Ele acredita que o Congresso deve agir para acelerar a nomeação de diretores efetivos para a Ancine e dar resposta mais contundente aos ataques ao setor audiovisual.

PSB e Cidadania já entraram com mandado de segurança junto ao Superior Tribunal de Justiça para que os recursos retidos do FSA sejam liberados.

O procurador da República Sergio Suiama informou que o Ministério Público do Rio de Janeiro investiga a excessiva morosidade da Ancine no processamento de contratos do FSA de 2018 e 2019 e que há vários mandatos de segurança impetrados em relação a isso.

Já houve reuniões e oitavas com funcionários e diretores da Ancine e foi constatada, por exemplo, a não disponibiilização de recursos do FSA pelo governo federal para que fossem efetivamente gastos.

“Servidores falaram que houve ordem expressa de diretoria para que projetos não andassem, a não ser aqueles em que houvesse ordem judicial”, disse. “Isso parece realmente absurdo, porque se transfere problema para o Judiciário, que não tem competência para dizer qual projeto tem que andar”, avaliou.

Canais pela internet
Participantes da audiência foram unânimes em criticar decisões da Ancine e da Agência Nacional de Telecomunicações (Anatel) que consideram contrárias ao setor audiovisual brasileiro. As agências decidiram recentemente que canais de TV transmitidos pela internet não precisam cumprir as regras para a TV paga, como as cotas de conteúdo brasileiro. A deputada Jandira Feghali (PCdoB-RJ) é uma das que considera a decisão ilegal.

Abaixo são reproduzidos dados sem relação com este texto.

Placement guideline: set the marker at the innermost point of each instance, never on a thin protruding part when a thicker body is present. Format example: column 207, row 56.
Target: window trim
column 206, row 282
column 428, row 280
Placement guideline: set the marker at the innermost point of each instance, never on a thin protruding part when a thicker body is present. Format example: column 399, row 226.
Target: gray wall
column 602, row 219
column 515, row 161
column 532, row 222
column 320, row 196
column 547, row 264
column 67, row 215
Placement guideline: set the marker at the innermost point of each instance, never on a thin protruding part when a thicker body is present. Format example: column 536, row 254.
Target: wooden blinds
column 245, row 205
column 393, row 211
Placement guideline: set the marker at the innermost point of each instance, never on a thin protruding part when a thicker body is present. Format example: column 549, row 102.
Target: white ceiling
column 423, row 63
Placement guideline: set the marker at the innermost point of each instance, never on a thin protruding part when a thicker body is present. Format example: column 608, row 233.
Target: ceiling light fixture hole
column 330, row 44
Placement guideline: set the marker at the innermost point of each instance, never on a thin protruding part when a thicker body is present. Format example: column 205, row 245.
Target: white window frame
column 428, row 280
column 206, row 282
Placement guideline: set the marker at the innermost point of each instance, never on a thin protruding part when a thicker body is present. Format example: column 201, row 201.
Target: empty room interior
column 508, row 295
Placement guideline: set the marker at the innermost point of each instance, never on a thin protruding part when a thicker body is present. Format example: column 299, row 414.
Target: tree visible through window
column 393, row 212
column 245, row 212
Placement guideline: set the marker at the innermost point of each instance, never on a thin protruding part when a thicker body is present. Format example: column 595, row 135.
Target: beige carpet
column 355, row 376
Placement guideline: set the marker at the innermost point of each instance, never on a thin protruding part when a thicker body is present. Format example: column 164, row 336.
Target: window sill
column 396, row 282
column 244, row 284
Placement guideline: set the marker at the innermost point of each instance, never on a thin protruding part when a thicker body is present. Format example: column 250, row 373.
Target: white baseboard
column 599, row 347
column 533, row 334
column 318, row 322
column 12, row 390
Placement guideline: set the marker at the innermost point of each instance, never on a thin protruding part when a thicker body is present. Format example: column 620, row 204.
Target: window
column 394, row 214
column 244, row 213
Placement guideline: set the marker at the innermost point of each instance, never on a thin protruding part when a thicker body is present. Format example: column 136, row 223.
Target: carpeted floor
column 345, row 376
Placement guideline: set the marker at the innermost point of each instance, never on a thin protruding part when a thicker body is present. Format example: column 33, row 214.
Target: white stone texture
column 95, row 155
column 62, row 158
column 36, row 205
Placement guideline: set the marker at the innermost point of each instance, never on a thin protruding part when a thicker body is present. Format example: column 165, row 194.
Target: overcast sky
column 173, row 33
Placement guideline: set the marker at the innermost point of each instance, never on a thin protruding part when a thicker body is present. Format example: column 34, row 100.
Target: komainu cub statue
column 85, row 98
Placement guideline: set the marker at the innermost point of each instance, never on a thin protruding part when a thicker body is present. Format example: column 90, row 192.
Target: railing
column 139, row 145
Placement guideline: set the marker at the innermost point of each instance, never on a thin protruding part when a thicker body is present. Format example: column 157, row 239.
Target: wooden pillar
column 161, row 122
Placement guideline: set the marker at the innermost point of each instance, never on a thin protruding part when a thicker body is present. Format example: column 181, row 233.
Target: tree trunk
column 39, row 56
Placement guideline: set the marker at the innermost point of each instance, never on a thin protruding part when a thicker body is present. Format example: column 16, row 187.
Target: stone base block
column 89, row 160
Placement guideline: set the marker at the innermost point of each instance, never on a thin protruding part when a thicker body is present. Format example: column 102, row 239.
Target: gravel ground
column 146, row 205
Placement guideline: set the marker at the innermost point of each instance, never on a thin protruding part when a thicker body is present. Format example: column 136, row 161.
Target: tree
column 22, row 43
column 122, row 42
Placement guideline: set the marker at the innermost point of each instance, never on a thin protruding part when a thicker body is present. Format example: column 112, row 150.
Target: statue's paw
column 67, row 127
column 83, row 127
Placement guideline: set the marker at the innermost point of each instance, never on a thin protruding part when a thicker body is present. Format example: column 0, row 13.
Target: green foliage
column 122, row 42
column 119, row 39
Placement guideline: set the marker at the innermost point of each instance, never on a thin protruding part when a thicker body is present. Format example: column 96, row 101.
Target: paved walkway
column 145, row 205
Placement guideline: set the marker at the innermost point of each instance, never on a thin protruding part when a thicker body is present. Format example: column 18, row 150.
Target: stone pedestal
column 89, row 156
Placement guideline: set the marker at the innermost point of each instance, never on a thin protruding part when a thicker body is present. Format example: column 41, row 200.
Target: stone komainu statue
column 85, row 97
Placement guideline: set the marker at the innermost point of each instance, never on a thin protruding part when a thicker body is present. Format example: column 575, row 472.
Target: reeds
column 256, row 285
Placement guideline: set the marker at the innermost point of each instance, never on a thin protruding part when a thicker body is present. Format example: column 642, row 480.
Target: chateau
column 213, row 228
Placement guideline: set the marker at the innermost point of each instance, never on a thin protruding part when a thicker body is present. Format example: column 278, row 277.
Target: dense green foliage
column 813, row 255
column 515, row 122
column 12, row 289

Essa também é a visão do deputado Paulo Teixeira (PT-SP), que apresentou o Projeto de Decreto Legislativo 403/20 suspendendo a decisão da Anatel. Para ele, com essa decisão e com a política de esvaziamento operada pelo governo, “o audiovisual brasileiro está sofrendo um grande golpe”.

Presidente da Comissão de Cultura em 2019, a deputada Benedita da Silva (PT-RJ) alertou que a decisão das agências reguladoras prejudica inclusive o recolhimento da Condecine e acrescentou que o PL 8889/17, já aprovado na Comissão de Cultura, regula a situação.

Falta de transparência
O produtor Marcio Yatsuda, do Brasil Audiovisual Independente (Brasvi), por sua vez, destacou a falta de transparência da Agência Nacional de Cinema. Conforme ele, a Ancine publicou o último relatório anual de gestão do FSA em 2017. “Não foram publicados os de 2018 e 2019”, salientou.

Ele aponta queda de 72% no número de projetos contratados em 2020 e redução drástica de número de editais.

Paulo Cesar Starke Junior, superintendente do Banco Regional de Desenvolvimento do Extremo Sul, operador do FSA, disse que os relatórios sobre os valores contratados são produzidos pelo banco e enviados para agência. Foram 806 contratos em 2018, no valor total de R$ 551 milhões; 689 em 2019, no valor total de R$ 511 milhões; e apenas 121 em 2020, no valor total de R$ 74 milhões.

Desemprego no setor
Sonia Santana, representante do Sindicato dos Trabalhadores da Indústria Cinematográfica e do Audiovisual (Sindcine), alertou para o alto índice de desemprego atualmente no setor. Ela pediu a retomada das contratações no setor pela Ancine e ressaltou que o setor já aprovou protocolos de segurança sanitária para atuar mesmo durante a pandemia do novo coronavírus.

Diretora da Conexão Audiovisual Centro-Oeste, Norte e Nordeste (Conne),Vânia Lima apontou que a queda de contratações de projetos, desde 2018, têm levado não só à perda de empregos como ao fechamento de empresas nessas regiões, interrompendo um ciclo virtuoso. A Lei de TV paga obriga o investimento de recursos nessas regiões, mas o fomento foi paralisado.